Cognitive Surplus: Teaching in an Age of Abundance

I’m reading Clay Shirky’s new book, Cognitive Surplus: Creativity and Generosity in a Connected Age. Shirky’s central argument is that people now have the means (participatory media via the Internet) to do more with their free time—their “cognitive surplus”—than just sit around and watch TV. They can now use their cognitive surplus to contribute to society in ways important (like crisis-mapping via Ushahidi) and silly (like creating silly captions for pictures of cats).  And since so many people can now pool these contributions, you have the potential for big changes in society.

You can read more about Shirky’s argument on NPR, Wired Magazine, and the Chronicle of Higher Education. I’d like to think through some possible implications for higher education, as something of a follow-up to my post “Coming Changes in the Industrial Model of Education?

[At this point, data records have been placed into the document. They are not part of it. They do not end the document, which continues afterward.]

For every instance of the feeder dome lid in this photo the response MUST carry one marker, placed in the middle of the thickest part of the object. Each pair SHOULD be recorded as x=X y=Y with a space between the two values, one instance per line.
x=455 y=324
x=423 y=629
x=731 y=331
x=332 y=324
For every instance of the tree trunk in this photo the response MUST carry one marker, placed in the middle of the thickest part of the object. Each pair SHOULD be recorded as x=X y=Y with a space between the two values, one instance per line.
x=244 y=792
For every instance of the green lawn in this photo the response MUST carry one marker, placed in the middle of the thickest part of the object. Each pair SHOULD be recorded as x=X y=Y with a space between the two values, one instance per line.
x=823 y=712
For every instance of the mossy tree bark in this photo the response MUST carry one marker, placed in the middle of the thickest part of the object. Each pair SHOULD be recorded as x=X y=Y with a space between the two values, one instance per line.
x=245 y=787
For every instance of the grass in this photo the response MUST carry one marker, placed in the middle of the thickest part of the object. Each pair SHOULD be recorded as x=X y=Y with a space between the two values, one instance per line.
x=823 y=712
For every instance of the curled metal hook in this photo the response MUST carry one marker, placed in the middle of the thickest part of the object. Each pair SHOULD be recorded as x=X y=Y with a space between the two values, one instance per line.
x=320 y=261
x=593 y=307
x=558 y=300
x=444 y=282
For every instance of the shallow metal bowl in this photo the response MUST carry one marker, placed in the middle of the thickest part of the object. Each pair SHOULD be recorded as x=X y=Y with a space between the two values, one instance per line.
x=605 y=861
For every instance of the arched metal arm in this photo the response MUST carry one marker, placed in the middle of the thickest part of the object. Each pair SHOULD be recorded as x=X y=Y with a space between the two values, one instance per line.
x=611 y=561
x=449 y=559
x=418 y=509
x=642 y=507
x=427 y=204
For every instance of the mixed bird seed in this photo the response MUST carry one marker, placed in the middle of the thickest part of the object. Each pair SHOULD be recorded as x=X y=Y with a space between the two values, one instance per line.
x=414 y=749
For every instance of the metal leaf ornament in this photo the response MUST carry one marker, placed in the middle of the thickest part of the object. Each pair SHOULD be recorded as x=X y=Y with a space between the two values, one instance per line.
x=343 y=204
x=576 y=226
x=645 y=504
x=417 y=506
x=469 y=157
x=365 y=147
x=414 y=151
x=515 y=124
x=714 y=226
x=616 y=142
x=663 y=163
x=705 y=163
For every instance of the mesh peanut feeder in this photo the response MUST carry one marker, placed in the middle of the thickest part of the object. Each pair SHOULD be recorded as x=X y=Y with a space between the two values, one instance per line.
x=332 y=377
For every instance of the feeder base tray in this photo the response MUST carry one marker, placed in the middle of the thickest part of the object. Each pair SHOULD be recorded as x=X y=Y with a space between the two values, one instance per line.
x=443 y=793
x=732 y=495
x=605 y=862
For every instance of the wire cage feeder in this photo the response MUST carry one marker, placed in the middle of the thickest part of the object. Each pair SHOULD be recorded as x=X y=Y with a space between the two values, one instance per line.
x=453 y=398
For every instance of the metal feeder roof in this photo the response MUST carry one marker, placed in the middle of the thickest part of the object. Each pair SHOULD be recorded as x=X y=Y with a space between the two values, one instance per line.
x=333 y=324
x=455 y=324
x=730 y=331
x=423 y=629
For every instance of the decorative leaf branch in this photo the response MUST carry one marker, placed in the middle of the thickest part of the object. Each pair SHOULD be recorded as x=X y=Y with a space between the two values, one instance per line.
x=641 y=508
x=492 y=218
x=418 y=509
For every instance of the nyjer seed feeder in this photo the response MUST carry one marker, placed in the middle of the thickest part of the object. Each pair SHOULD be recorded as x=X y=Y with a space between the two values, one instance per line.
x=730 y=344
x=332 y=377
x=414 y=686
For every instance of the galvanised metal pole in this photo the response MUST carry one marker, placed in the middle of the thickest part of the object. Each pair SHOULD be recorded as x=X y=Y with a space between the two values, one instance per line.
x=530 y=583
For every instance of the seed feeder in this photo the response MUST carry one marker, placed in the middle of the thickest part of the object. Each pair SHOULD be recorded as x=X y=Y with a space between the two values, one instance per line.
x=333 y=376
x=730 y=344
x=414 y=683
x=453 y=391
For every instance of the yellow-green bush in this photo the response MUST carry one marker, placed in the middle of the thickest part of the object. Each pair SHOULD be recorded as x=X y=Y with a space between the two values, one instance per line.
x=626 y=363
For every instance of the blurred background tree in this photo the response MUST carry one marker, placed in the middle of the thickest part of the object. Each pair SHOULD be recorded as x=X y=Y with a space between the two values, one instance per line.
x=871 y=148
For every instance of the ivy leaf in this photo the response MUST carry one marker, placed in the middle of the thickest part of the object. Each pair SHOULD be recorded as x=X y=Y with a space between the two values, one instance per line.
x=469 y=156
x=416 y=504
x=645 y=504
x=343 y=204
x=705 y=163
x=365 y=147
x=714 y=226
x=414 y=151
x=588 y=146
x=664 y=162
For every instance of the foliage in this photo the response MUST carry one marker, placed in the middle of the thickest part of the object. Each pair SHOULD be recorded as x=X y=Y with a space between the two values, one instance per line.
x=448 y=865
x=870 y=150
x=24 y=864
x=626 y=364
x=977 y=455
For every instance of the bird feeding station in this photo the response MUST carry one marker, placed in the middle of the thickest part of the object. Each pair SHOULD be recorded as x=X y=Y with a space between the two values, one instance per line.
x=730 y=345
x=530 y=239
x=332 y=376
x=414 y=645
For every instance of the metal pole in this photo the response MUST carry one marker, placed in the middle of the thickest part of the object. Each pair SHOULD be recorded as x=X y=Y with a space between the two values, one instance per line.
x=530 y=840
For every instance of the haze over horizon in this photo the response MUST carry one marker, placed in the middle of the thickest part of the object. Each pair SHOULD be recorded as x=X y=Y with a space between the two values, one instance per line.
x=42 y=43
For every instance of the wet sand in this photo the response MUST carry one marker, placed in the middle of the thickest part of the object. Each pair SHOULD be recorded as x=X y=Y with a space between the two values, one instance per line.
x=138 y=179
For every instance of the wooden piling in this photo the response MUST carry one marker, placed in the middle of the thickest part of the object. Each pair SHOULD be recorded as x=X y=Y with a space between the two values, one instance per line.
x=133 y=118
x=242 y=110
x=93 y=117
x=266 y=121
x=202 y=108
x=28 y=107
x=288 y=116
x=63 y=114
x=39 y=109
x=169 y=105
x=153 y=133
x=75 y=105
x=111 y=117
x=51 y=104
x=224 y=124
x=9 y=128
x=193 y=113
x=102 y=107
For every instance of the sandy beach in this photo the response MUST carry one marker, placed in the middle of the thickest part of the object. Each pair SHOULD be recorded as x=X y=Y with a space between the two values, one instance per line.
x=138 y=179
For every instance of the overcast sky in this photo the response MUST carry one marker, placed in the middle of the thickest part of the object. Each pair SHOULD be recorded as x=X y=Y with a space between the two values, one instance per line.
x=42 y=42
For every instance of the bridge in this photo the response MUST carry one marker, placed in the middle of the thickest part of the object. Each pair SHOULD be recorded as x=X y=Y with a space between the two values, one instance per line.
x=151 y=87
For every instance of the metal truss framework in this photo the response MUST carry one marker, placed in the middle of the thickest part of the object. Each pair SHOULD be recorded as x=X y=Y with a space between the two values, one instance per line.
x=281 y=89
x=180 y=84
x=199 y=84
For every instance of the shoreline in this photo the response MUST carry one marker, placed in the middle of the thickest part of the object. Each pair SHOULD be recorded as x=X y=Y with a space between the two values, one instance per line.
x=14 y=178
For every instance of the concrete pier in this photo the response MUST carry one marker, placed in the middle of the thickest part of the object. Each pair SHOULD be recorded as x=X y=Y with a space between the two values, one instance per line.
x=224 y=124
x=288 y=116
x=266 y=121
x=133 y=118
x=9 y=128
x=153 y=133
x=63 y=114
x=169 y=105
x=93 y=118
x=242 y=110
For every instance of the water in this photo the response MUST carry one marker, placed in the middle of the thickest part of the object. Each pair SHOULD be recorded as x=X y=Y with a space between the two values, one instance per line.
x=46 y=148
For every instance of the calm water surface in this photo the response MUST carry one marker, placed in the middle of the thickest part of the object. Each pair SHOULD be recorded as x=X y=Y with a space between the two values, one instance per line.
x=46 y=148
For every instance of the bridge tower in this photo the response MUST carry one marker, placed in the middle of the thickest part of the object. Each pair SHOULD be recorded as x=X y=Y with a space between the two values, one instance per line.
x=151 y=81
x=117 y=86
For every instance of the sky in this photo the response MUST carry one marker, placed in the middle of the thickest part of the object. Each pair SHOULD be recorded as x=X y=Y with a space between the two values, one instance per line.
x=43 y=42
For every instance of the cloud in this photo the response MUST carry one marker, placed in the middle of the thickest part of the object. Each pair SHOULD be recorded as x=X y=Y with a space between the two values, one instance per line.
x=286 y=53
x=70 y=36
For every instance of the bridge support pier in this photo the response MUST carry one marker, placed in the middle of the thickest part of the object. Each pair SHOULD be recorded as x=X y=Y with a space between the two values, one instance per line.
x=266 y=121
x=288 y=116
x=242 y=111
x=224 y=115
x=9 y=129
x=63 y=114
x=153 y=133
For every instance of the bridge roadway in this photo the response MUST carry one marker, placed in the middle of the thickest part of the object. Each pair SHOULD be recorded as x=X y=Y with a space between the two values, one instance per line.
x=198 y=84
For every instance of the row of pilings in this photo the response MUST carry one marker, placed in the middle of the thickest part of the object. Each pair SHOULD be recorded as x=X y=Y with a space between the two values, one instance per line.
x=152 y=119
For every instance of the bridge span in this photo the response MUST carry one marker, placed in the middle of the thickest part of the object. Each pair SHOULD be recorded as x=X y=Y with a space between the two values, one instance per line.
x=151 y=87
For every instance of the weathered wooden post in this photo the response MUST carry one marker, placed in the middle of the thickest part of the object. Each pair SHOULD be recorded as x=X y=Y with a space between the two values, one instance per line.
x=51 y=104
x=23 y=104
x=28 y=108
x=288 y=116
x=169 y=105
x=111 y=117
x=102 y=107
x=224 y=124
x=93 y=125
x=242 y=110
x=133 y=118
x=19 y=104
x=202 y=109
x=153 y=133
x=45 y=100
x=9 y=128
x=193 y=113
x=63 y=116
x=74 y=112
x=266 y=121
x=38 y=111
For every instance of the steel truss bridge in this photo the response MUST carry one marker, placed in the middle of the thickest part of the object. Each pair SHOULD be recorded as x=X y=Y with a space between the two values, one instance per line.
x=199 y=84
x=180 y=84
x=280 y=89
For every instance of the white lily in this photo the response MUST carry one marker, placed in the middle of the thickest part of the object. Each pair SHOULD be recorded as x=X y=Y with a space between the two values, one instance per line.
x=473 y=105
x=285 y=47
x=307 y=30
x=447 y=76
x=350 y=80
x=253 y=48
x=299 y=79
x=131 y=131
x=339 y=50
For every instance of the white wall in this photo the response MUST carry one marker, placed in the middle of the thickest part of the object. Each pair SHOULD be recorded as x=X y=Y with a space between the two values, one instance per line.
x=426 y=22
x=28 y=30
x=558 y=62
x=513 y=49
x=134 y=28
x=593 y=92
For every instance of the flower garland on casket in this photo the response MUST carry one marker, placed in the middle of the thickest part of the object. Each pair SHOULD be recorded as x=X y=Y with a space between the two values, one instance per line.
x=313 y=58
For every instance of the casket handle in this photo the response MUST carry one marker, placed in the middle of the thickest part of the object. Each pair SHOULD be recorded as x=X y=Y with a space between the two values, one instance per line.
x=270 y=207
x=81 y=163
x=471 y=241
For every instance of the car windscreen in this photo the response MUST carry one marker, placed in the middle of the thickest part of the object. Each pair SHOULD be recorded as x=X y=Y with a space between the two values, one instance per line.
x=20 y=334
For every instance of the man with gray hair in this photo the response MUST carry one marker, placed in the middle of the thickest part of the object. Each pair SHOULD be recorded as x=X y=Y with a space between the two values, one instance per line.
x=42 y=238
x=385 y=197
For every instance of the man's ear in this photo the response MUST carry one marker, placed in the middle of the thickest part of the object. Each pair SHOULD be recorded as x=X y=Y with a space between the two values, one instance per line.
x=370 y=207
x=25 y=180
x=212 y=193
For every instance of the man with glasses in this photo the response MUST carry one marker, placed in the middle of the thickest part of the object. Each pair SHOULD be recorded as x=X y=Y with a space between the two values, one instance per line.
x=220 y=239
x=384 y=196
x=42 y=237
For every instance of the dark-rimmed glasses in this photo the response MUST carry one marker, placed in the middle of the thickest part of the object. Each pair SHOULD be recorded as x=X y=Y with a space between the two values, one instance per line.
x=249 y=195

After introducing his argument in Chapter 1, Shirky discusses the mechanisms that allow people to contribute and share their cognitive surplus in Chapter 2, “Means.” Shirky notes that in the world in which he grew up, “anyone could produce a photograph, a piece of writing, or a song, but they had no way to make it widely available.” He writes, “If you were a citizen of that world, and you had something you need to say in public, you couldn’t. Period.” Now, however, anyone with an Internet connection can share their thoughts, ideas, perspectives, and creations with the entire world. (This is similar to Chris Anderson’s argument in The Long Tail that the tools of production are now available to all, which leads to the creation and distribution of content that populates the long tail of media content.)

This means that what was once scarce (media content) is now abundant. Shirky notes that this has important implications for those in industries that are built around scarcity. Shirky writes:

“Abundance is different: its advent means we can start treating previously valuable things as if they were cheap enough to waste… When a resource is scarce, the people who manage it often regard it as valuable in itself, without stopping to consider how much of the value is tied to its scarcity.”

(“Cheap enough to waste” reminds me of Chris Anderson’s other book, Free, where he makes a similar argument.)

Shirky uses the publishing industry as an example:

“Publishing had to be taken seriously when its cost and effort made people take it seriously—if you made too many mistakes, you were out of business. But if these factors collapse, then the risk collapses, too. An activity that once seemed inherently valuable turned out to be only accidentally valuable, as a change in the economics revealed.”

This is the connection to my previous post responding to Britt Watwood’s post about the book Groundswell. Are there activities in which higher education faculty engage that seem inherently valuable that are only accidentally valuable due to scarcity?

Information used to be hard to get. If you needed information about a subject, you needed to go to the library and find a book written by an expert or talk to an expert directly. This meant that content experts played an important role in higher education by providing information to students about their areas of expertise. Now, however, information is abundant. Perhaps the value of having faculty provide information to students was accidental, not inherent. Perhaps that faculty activity should be replaced by other activities that are more inherently valuable, like teaching students how to find information, evaluate its quality, and apply it to solve novel problems?

What do you think? Are there elements of teaching that have less value now because of shifts in scarcity and abundance? What aspects of teaching maintain their value in an age of cognitive surplus? And how should we go about teaching students who have “never lived in an environment where they weren’t able to speak in public,” as Shirky writes?